Step by Step/サンダルテレフォン
作詞/千葉”naotyu-“直樹
作曲/千葉”naotyu-“直樹
編曲/千葉”naotyu-“直樹
こちらはアイドル楽曲大賞インディーズ部門18位の楽曲。嵐やキンプリのようなキラキラした王子様感のある爽やかな印象の楽曲。曲調と展開がとても好き。Aメロに繰り返しがない分、Bメロがちょっとサビっぽい&Bメロ頭でタイトル回収があるので、初めて聴いた時、Bメロに相当する部分がサビかと思ったので、その後さらにしっかり盛り上がるサビで心を掴まれた。2019年デビューだそうで、1st EPから楽曲大賞上位ランクインが何曲かある注目株。正直歌唱力とダンスにまだ伸び代があるので、今後実力と体幹を付けていけばかなり光るものを感じる。
Magic All Night/サンダルテレフォン
作詞/ちばけんいち
作曲/ちばけんいち
編曲/ちばけんいち
同じくサンダルテレフォンから、雰囲気は一転、こちらはハロプロっぽさを感じる。歌謡ポップディスコ調にしっかりと一人一人の歌声を聴かせるメロディがグッとくる。楽曲提供のちばけんいち氏はStep by Step提供の千葉”naotyu-“直樹氏と兄弟関係にあり、凄いクリエイター兄弟が制作に関わっているというのもあって、今後が楽しみ。
Dancer in the night/ばってん少女隊
作詞/KAKUWA
作曲/KAKUWA
編曲/久下真音
本格的なブラックミュージックで、楽器の音とグルーヴが生々しくて迫力を感じる。
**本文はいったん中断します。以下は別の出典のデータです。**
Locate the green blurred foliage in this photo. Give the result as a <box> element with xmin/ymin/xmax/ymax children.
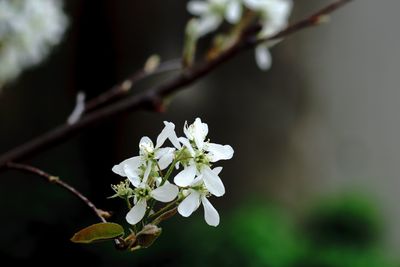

少し気怠そうな歌声と表現力も良い。趣向の傾向としてギターのカッティングとアイドルの歌声っていうコントラストを軽率に好きになっているのかもしれない。
シャイニングスター/魔王魂&森田交一
唄/詩歩
作詞/森田交一
作曲/森田交一
編曲/森田交一
新しい音楽の形かもしれない。友人に紹介されて初めて知ったのだけれど、YouTubeのMVの再生数は1000万回を超えている超有名曲。YouTuberが好きな人なら一度は聞いたことがあると言われていて、なぜかと言うとこの曲、フリー素材として公開されていて、そのためにいろんな動画で使用されているらしい。音楽とお金の話は最近さらに話題になっていて、買ってくれないとお金にならない、違法ダウンロードでは聴かないでほしいと叫ばれる中で、自ら無料で公開して、それがあまりにも良いものだから再生数による広告収入も入ってくるんだろう。仕組みとしては、無料公開で多くに人に知って使ってもらって、知名度を集めた上で作曲依頼受付もフリー音源サイトでしていること+広告収入なんだろうか。作品を売らずして成り立つビジネスが既にあるというのを今更ながらに知って、これはやられたと思った。特に最近はYouTubeやSNSで音楽が拡散されて話題になることが多いし、それによってクリエイターにお金が入るなら音楽を買わなければいけないというシステムはもういらないのかもしれない。もちろん見合うだけの良い作品であるという前提だけれど。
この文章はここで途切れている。